He survived the siege of Tobruk and campaigns at El Alamein and in Papua New Guinea during World War II but now Bill Corey, one of the last Rats of Tobruk, has died in Adelaide aged 101.
Mr Corey's passing was announced by the RSL on Wednesday, with South Australian Premier Steven Marshall saying he typified the selflessness of nation's diggers.
Mr Corey enlisted in 1940 aged 22, becoming one of the original members of the 2nd/43rd battalion.
In 1941 in the Libyan port of Tobruk, the then private was among the estimated 14,000 Australian soldiers besieged by German-Italian forces commanded by General Erwin Rommel.
The Australians gave themselves the nickname the Rats of Tobruk after Radio Berlin described the garrison's defenders as "caught like rats in a trap".
Writing about his service, Mr Corey talked about dealing with dust storms, the lack of water and the constant danger of land mines.
"Land mines were everywhere and it's a wonder there were not a lot more casualties," he wrote.
"I found myself in amongst them twice and I can tell you I was glad to get out."
He said the lack of air support for the allied forces also meant the German forces could bomb at will.
"I believe we had about 1100 air raids, these could be one or I think the biggest was about 150," he said.
"I remember plainly the Tobruk area wasn't very big and the whole sky seemed to be filled with planes in batches of three.
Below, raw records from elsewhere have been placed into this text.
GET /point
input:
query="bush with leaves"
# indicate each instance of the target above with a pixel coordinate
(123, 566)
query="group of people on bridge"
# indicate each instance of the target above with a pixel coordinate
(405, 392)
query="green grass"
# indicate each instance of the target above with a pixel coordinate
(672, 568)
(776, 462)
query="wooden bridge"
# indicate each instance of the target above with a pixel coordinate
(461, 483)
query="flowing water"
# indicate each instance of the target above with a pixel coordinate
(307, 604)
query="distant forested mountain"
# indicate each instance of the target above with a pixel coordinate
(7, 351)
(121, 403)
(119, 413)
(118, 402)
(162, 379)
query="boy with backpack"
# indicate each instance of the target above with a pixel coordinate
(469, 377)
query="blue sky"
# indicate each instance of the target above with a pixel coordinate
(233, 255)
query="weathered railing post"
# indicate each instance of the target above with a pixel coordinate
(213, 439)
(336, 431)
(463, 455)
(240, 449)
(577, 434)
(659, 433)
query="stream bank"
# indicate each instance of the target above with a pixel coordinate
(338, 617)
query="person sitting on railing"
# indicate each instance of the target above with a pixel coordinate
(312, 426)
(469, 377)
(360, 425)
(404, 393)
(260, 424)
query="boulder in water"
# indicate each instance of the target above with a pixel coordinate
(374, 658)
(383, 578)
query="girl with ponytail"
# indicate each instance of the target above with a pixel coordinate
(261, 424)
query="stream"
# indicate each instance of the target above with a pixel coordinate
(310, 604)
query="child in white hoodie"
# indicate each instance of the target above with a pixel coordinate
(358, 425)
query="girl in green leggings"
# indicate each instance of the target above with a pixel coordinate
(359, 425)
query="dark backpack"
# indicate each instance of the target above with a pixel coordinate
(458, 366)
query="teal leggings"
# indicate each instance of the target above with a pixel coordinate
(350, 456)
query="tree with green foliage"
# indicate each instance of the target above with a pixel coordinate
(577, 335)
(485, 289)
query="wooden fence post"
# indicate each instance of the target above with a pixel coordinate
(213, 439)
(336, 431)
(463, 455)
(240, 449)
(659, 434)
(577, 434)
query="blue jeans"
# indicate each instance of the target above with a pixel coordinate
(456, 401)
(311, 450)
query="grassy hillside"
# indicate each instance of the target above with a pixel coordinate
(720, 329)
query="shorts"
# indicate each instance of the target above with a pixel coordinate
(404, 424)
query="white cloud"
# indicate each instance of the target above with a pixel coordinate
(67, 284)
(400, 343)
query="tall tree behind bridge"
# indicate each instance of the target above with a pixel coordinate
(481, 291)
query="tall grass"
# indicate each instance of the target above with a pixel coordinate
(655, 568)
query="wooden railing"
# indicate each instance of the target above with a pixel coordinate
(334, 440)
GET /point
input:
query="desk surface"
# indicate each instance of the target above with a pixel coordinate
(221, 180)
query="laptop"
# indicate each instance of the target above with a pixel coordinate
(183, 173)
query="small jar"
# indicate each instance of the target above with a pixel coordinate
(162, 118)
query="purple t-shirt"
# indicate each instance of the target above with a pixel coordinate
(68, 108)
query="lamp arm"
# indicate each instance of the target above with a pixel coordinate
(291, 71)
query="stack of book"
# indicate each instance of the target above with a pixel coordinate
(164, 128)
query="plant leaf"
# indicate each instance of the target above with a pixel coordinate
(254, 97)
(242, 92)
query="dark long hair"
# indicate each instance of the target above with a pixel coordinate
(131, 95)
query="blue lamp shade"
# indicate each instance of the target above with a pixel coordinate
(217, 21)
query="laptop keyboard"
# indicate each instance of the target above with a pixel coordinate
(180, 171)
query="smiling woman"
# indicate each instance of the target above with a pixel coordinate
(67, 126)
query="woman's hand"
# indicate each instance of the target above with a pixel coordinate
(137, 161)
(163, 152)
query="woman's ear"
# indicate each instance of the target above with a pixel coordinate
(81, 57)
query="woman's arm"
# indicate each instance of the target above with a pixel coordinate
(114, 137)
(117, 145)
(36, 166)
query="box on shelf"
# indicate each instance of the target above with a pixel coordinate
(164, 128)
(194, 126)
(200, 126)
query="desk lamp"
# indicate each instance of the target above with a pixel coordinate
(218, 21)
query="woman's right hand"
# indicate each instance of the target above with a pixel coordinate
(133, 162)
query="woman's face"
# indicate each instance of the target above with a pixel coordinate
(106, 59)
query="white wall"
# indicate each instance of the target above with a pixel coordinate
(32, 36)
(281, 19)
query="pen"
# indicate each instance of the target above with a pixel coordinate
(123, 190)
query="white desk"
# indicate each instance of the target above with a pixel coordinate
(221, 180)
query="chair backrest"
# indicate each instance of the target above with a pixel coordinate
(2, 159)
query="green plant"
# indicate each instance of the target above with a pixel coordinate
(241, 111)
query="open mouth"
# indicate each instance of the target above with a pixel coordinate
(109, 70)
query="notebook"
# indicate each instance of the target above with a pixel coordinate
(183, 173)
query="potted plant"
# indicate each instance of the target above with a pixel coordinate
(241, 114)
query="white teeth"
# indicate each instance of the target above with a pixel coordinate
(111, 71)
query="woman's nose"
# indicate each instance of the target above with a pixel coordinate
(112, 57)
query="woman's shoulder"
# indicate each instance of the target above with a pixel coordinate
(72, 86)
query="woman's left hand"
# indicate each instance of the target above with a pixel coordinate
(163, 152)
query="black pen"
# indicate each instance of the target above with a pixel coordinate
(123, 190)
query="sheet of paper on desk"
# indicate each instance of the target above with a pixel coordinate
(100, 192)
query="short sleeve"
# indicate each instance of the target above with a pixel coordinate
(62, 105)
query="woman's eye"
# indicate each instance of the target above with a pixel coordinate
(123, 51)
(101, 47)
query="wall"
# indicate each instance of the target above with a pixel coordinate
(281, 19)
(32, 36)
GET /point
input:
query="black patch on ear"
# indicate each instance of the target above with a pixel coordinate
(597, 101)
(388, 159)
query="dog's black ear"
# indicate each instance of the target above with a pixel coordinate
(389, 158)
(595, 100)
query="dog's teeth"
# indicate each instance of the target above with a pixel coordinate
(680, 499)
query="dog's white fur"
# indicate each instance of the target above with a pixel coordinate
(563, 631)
They did a blanket bombing."
Mr Marshall said Australians owed Mr Corey and his fellow servicemen and women a debt of gratitude for the sacrifices they made.
"So that future generations could enjoy the freedom and way of life we have today," the premier said.
"Bill Corey typified the humble nature and selflessness of our diggers and was very generous with his time in speaking with members of his community and many school children about the Anzac legacy."